Hoy me he despertado con esta fantástica noticia: Código Marcos, el proyecto documental, ha sido seleccionado para participar en Cima Impulsa, un programa que promueve proyectos audiovisuales creados por mujeres. Ver el nombre de nuestro largometraje documental en la lista de seleccionados me emociona de una manera especial, porque es el resultado de años de lucha personal en los que he batallado desde todos los frentes: como mujer social, mujer emocional, como madre, como hija.

Cuando decidí divorciarme, no sabía por dónde empezar. Tras catorce años inmersa en un matrimonio configurado con todos los componentes de una sociedad machista: Dependencia económica, carga doméstica sobre mis hombros, distanciamiento de mi círculo de amistad, anulación de mi identidad en todos los sentidos…No sabía siquiera quién era yo. Dar vueltas sobre mí misma preguntándome una y otra vez: ¿Quién eres? ¿Dónde te abandonaste? ¿Qué es lo último que recuerdas de ti misma? …Se convirtió en un mantra de preguntas a las que tenía que encontrar respuesta. ¿En qué momento las mujeres nos abandonamos al punto de borrarnos de nuestra propia conciencia en pos de un proyecto familiar? ¿Si es familiar, por qué siempre somos nosotras las que tenemos que renunciar a nuestros ideales? ¿Por qué si son nuestros, son considerados como ideales, en cambio, si son de nuestros maridos, son carreras profesionales o trabajos esenciales?

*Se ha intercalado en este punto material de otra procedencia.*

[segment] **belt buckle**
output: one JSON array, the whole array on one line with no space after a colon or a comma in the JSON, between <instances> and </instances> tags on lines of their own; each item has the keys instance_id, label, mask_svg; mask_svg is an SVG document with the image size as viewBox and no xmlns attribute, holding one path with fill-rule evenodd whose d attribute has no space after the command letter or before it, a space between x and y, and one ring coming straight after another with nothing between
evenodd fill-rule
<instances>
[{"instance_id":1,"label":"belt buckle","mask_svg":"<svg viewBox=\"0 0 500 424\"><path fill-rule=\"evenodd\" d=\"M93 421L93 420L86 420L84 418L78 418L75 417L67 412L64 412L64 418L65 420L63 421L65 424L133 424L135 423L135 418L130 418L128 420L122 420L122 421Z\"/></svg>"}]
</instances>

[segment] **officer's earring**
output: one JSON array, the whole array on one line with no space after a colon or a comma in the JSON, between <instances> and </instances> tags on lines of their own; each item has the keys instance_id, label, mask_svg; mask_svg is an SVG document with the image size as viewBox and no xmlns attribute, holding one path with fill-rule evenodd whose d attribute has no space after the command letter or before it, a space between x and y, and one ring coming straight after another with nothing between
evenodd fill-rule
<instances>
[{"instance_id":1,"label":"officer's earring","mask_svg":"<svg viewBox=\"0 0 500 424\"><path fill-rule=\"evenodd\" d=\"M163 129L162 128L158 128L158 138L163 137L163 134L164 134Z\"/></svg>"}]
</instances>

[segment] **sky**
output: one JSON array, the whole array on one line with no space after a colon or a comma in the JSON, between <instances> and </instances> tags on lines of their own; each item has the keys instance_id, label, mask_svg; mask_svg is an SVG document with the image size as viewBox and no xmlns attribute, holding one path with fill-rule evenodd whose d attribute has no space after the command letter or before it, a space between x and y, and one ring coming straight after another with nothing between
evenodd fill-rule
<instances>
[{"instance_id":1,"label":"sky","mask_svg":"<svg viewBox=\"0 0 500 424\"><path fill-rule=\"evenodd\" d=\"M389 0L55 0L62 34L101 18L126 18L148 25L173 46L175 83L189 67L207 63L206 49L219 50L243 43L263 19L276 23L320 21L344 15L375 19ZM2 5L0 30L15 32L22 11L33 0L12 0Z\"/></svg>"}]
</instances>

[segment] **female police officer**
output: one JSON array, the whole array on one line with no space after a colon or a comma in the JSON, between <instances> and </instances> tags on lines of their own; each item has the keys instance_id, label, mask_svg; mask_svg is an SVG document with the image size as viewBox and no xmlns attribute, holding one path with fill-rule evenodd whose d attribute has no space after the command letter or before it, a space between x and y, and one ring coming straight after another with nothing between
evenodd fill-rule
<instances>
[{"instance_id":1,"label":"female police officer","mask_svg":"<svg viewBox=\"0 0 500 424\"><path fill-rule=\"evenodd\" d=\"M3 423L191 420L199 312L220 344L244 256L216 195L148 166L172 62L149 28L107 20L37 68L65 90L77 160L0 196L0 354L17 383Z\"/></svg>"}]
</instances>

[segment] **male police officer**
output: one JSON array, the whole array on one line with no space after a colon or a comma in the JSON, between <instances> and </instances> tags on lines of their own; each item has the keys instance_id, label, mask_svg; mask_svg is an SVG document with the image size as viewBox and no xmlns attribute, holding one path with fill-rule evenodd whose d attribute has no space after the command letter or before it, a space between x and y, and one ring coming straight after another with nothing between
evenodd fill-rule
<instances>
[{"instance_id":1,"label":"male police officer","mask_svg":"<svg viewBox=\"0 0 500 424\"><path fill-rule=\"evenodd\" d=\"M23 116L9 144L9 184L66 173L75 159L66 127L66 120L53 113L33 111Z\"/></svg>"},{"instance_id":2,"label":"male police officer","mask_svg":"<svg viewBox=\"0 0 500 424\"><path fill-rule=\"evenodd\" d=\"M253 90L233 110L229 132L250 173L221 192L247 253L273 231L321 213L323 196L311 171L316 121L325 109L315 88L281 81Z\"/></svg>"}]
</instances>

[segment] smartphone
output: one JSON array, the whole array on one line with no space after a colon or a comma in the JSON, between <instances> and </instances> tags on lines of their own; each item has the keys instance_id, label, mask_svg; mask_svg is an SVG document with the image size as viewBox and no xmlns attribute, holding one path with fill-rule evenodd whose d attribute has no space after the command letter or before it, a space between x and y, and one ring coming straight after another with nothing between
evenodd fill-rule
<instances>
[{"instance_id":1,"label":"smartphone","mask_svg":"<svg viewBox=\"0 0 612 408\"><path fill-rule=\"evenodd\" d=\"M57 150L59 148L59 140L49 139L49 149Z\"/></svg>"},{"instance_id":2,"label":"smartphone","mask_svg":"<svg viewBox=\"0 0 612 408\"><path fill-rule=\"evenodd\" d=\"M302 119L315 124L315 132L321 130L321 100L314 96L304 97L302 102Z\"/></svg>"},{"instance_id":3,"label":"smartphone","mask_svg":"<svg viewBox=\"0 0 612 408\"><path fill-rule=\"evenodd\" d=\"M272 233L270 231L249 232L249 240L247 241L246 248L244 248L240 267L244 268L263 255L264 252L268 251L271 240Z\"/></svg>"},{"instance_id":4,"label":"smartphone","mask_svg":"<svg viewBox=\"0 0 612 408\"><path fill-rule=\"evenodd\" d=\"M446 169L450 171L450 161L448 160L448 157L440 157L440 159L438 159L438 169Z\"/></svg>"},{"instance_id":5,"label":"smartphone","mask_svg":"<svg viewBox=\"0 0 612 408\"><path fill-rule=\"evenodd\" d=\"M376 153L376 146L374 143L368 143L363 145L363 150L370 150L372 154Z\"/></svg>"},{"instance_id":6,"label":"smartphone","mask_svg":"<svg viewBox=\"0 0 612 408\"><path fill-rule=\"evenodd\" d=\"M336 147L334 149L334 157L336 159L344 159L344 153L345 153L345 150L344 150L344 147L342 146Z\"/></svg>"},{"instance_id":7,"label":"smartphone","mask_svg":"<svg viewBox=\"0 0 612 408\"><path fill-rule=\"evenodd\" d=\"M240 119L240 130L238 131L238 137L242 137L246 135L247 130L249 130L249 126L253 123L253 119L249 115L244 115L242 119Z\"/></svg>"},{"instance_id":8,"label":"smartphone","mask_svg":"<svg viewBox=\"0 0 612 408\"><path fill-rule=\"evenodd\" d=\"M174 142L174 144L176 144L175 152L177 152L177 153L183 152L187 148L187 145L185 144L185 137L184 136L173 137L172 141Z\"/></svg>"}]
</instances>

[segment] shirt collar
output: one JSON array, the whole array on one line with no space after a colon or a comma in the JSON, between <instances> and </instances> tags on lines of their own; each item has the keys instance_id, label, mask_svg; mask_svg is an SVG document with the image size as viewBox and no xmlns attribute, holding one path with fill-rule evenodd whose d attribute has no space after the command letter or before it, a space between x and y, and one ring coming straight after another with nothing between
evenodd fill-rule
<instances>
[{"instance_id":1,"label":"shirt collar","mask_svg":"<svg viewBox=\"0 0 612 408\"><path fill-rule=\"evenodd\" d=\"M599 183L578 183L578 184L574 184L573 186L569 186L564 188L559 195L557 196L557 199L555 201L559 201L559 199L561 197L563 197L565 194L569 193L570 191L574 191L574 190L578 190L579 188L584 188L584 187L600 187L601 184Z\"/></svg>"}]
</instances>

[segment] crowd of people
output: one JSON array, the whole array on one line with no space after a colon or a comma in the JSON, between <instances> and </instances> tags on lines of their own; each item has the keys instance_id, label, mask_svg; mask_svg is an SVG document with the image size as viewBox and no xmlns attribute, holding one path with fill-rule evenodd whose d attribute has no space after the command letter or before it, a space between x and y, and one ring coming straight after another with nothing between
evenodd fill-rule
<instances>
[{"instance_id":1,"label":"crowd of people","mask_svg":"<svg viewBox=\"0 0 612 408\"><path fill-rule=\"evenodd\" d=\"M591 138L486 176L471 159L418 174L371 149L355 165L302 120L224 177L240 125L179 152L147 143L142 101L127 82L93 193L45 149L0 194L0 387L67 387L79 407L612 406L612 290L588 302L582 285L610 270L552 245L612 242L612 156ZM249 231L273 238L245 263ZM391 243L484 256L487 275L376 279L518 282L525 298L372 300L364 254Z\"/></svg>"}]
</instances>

Cuando comencé a buscar el lugar en donde me había abandonado, regresé al ISA, mi escuela de Teatro. Allí, entre las paredes de ladrillo descubierto de la facultad de Artes Escénicas, me descubrí con la creatividad intacta. Pero mi vida era un relato complejo que debía afrontar con la mente lúcida para sobrevivir y darle a mis hijos la atención que necesitaban. ¿Cómo sobrevives a tres duelos que tienen lugar a un mismo tiempo? : La muerte de mi madre, el fin de una relación matrimonial y el diagnóstico de autismo de tu hijo más pequeño.

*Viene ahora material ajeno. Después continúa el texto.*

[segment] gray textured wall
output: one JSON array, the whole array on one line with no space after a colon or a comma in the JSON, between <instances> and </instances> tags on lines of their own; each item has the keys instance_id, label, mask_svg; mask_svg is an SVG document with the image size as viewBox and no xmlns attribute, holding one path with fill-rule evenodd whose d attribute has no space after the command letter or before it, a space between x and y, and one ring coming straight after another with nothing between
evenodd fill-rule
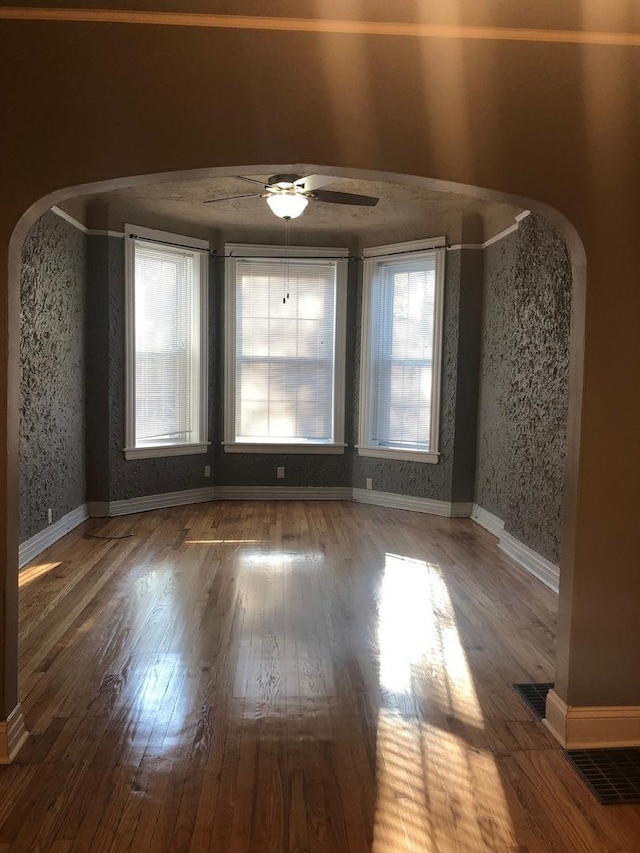
<instances>
[{"instance_id":1,"label":"gray textured wall","mask_svg":"<svg viewBox=\"0 0 640 853\"><path fill-rule=\"evenodd\" d=\"M571 265L531 215L485 251L475 500L558 562L566 441Z\"/></svg>"},{"instance_id":2,"label":"gray textured wall","mask_svg":"<svg viewBox=\"0 0 640 853\"><path fill-rule=\"evenodd\" d=\"M22 250L21 542L85 502L86 243L49 212Z\"/></svg>"},{"instance_id":3,"label":"gray textured wall","mask_svg":"<svg viewBox=\"0 0 640 853\"><path fill-rule=\"evenodd\" d=\"M469 435L475 434L479 358L479 299L482 292L481 259L475 251L447 252L445 259L442 392L440 406L440 459L432 465L353 456L354 488L364 489L370 477L373 488L381 492L425 497L441 501L471 501L475 473L475 454L464 448ZM464 265L464 266L463 266ZM462 282L462 273L465 282ZM360 317L362 284L358 288L357 316ZM474 308L475 305L475 308ZM461 326L461 318L463 324ZM466 334L465 334L466 333ZM468 335L468 337L467 337ZM462 354L462 358L460 358ZM353 443L358 441L358 394L360 379L360 326L356 329L354 360ZM471 390L470 390L470 386ZM466 402L461 393L470 393ZM471 442L473 444L473 440ZM455 464L454 464L455 460Z\"/></svg>"}]
</instances>

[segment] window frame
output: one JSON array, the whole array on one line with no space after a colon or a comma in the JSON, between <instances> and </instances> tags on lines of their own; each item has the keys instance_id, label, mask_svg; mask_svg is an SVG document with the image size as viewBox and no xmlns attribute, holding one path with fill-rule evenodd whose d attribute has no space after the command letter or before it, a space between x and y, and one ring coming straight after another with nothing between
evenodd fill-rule
<instances>
[{"instance_id":1,"label":"window frame","mask_svg":"<svg viewBox=\"0 0 640 853\"><path fill-rule=\"evenodd\" d=\"M225 320L224 320L224 440L225 453L342 454L345 451L345 362L346 314L349 250L317 246L273 246L253 243L227 243L225 246ZM246 442L236 441L236 262L247 258L327 258L336 267L335 337L333 372L332 442ZM284 263L284 259L283 259Z\"/></svg>"},{"instance_id":2,"label":"window frame","mask_svg":"<svg viewBox=\"0 0 640 853\"><path fill-rule=\"evenodd\" d=\"M208 336L209 336L209 251L206 240L185 237L167 231L143 228L139 225L125 225L125 459L157 459L167 456L191 456L206 453L211 442L208 439ZM197 295L198 317L194 325L199 329L198 376L194 379L197 387L197 441L176 444L157 444L136 446L136 365L135 365L135 246L136 243L154 243L156 248L193 250L197 258L198 284L194 287Z\"/></svg>"},{"instance_id":3,"label":"window frame","mask_svg":"<svg viewBox=\"0 0 640 853\"><path fill-rule=\"evenodd\" d=\"M358 417L359 456L377 459L394 459L405 462L422 462L435 465L440 459L440 407L442 390L442 323L444 312L444 237L427 240L413 240L407 243L393 243L375 246L363 251L362 277L362 314L360 342L360 399ZM431 384L431 424L429 450L403 449L400 447L377 446L369 443L369 419L372 404L371 393L371 323L372 323L372 285L379 266L385 261L405 258L435 257L435 293L433 311L433 358Z\"/></svg>"}]
</instances>

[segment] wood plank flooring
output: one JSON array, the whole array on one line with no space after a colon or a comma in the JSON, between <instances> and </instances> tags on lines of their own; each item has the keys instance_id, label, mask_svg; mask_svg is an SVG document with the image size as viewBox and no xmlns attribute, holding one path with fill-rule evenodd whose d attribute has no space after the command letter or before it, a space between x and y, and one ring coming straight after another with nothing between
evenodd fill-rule
<instances>
[{"instance_id":1,"label":"wood plank flooring","mask_svg":"<svg viewBox=\"0 0 640 853\"><path fill-rule=\"evenodd\" d=\"M553 680L555 596L468 519L94 519L20 594L0 853L640 850L511 688Z\"/></svg>"}]
</instances>

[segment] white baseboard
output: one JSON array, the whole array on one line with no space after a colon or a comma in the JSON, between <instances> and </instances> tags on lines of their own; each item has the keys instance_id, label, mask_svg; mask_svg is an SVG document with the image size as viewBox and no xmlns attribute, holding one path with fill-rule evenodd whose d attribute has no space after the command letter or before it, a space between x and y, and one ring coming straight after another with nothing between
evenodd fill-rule
<instances>
[{"instance_id":1,"label":"white baseboard","mask_svg":"<svg viewBox=\"0 0 640 853\"><path fill-rule=\"evenodd\" d=\"M640 707L633 705L575 707L550 690L543 722L565 749L640 746Z\"/></svg>"},{"instance_id":2,"label":"white baseboard","mask_svg":"<svg viewBox=\"0 0 640 853\"><path fill-rule=\"evenodd\" d=\"M488 530L489 533L497 536L498 539L502 536L504 531L504 521L501 518L498 518L497 515L493 515L493 513L483 509L481 506L478 506L478 504L473 505L471 518L476 522L476 524L479 524L480 527L484 527L484 529Z\"/></svg>"},{"instance_id":3,"label":"white baseboard","mask_svg":"<svg viewBox=\"0 0 640 853\"><path fill-rule=\"evenodd\" d=\"M18 704L6 720L0 721L0 764L11 764L28 737L22 706Z\"/></svg>"},{"instance_id":4,"label":"white baseboard","mask_svg":"<svg viewBox=\"0 0 640 853\"><path fill-rule=\"evenodd\" d=\"M351 500L351 488L324 486L207 486L202 489L186 489L182 492L166 492L120 501L89 502L92 518L109 518L115 515L131 515L208 501L344 501Z\"/></svg>"},{"instance_id":5,"label":"white baseboard","mask_svg":"<svg viewBox=\"0 0 640 853\"><path fill-rule=\"evenodd\" d=\"M549 589L558 592L560 588L560 569L558 566L506 531L500 535L498 547L516 563L520 563L530 575L542 581Z\"/></svg>"},{"instance_id":6,"label":"white baseboard","mask_svg":"<svg viewBox=\"0 0 640 853\"><path fill-rule=\"evenodd\" d=\"M376 492L367 489L352 489L350 486L210 486L182 492L167 492L120 501L90 501L89 515L92 518L108 518L115 515L130 515L163 507L182 506L206 501L357 501L358 503L426 512L447 518L467 518L471 513L470 503L449 503L430 498L396 495L391 492Z\"/></svg>"},{"instance_id":7,"label":"white baseboard","mask_svg":"<svg viewBox=\"0 0 640 853\"><path fill-rule=\"evenodd\" d=\"M519 563L523 569L545 586L548 586L549 589L558 592L560 587L560 569L558 566L508 533L504 529L504 521L501 518L478 506L478 504L473 504L471 518L476 524L498 537L498 548L501 551L508 554L512 560Z\"/></svg>"},{"instance_id":8,"label":"white baseboard","mask_svg":"<svg viewBox=\"0 0 640 853\"><path fill-rule=\"evenodd\" d=\"M164 492L159 495L145 495L141 498L128 498L121 501L89 501L87 506L92 518L110 518L114 515L131 515L170 506L206 503L216 499L215 492L213 486L205 486L202 489L184 489L181 492Z\"/></svg>"},{"instance_id":9,"label":"white baseboard","mask_svg":"<svg viewBox=\"0 0 640 853\"><path fill-rule=\"evenodd\" d=\"M22 568L23 566L26 566L27 563L30 563L31 560L35 559L38 554L42 553L45 548L48 548L49 545L53 545L54 542L57 542L58 539L61 539L69 533L69 531L73 530L74 527L82 524L82 522L86 521L87 518L89 518L87 505L82 504L82 506L78 506L66 515L63 515L62 518L59 518L54 524L50 524L48 527L45 527L44 530L36 533L35 536L27 539L26 542L23 542L22 545L20 545L20 549L18 551L19 567Z\"/></svg>"},{"instance_id":10,"label":"white baseboard","mask_svg":"<svg viewBox=\"0 0 640 853\"><path fill-rule=\"evenodd\" d=\"M449 503L431 498L417 498L412 495L396 495L393 492L377 492L372 489L353 489L352 500L392 509L426 512L429 515L440 515L446 518L468 518L472 507L470 503Z\"/></svg>"},{"instance_id":11,"label":"white baseboard","mask_svg":"<svg viewBox=\"0 0 640 853\"><path fill-rule=\"evenodd\" d=\"M217 486L221 501L349 501L350 486Z\"/></svg>"}]
</instances>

La respuesta descendió como un susurro inexorable: CREANDO

¡Gracias a Partícula Pérez por creer en mi! ¡Gracias a todas las madres, amigas, hermanas que me han acompañado en el camino! ¡Gracias a mi familia por amarme hasta el infinito! ¡Gracias a Dull por cuidarme mientras escribo! ¡Gracias a @cimaimpulsa por esta gran oportunidad! ¡Gracias por ser mujeres fuertes que crean espacios, para que otras mujeres puedan llegar a la Cima de la montaña y lanzar desde allí su grito de vida!

Publicado por Liena Cid

Soy la mamá de Marcos, un niño con TEA maravilloso que ha revolucionado todo mi ser. Mi meta es conseguir que la gente deje de ver a las personas con autismo como personas defectuosas, que deben tener un espacio aparte en la sociedad. Esos seres raros, que no les gusta comunicarse ni mirar a los ojos. Personas solitarias que no tienen nada que compartir con nosotros ni nada que aportarnos. Cuando te acercas a una persona con Autismo descubres una realidad muy diferente a lo que hemos escuchado. Junto a ellos aprendemos que las palabras no son ni de lejos el único modo de comunicarnos, hay un lenguaje de gestos, estados anímicos que se expresan con el cuerpo, energía que aprendes junto a ellos a reinterpretar y que te valen para comunicarte con cualquier otra persona en un nivel más profundo. Aprendemos de la tolerancia a la frustación, de la generosidad, de amor sin filtros porque ellos no tienen esas máscaras que solemos utilizar los neurotípicos para ocultarnos cuando algo nos da vergüenza, miedo o incluso orgullo. Al lado de Marcos me he hecho fuerte, valiente, grande, he aprendido a valorar pequeños gestos y a llevar a cabo grandes batallas a las que nunca pensé que pudiera enfrentarme. Marcos no es un problema ni su autismo tampoco lo es, el problema es la ignorancia respecto a su condición, el entorno que le rodea, que no tiene un espacio diseñado para personas diferentes. El problema somos los demás, los que podemos conocerles y hacer el esfuerzo de comunicarnos con ellos, pero no lo hacemos. ¿Por qué? Por falta de tiempo, de interés, por estar más cerca de la mayoría, porque no obtenemos de ello un beneficio inmediato, por prejuicio…¿Por qué? Si te quedas un poco por aquí, estoy segura de que ésta pregunta dejará de existir y dará paso a una afirmación: “Yo también soy diferente, soy como una persona con autismo, o alguien con síndrome de down o una persona ciega”. Somos diferentes y lejos de lo que nos han enseñado durante siglos, es maravilloso convivir con ello y formar un equipo diverso.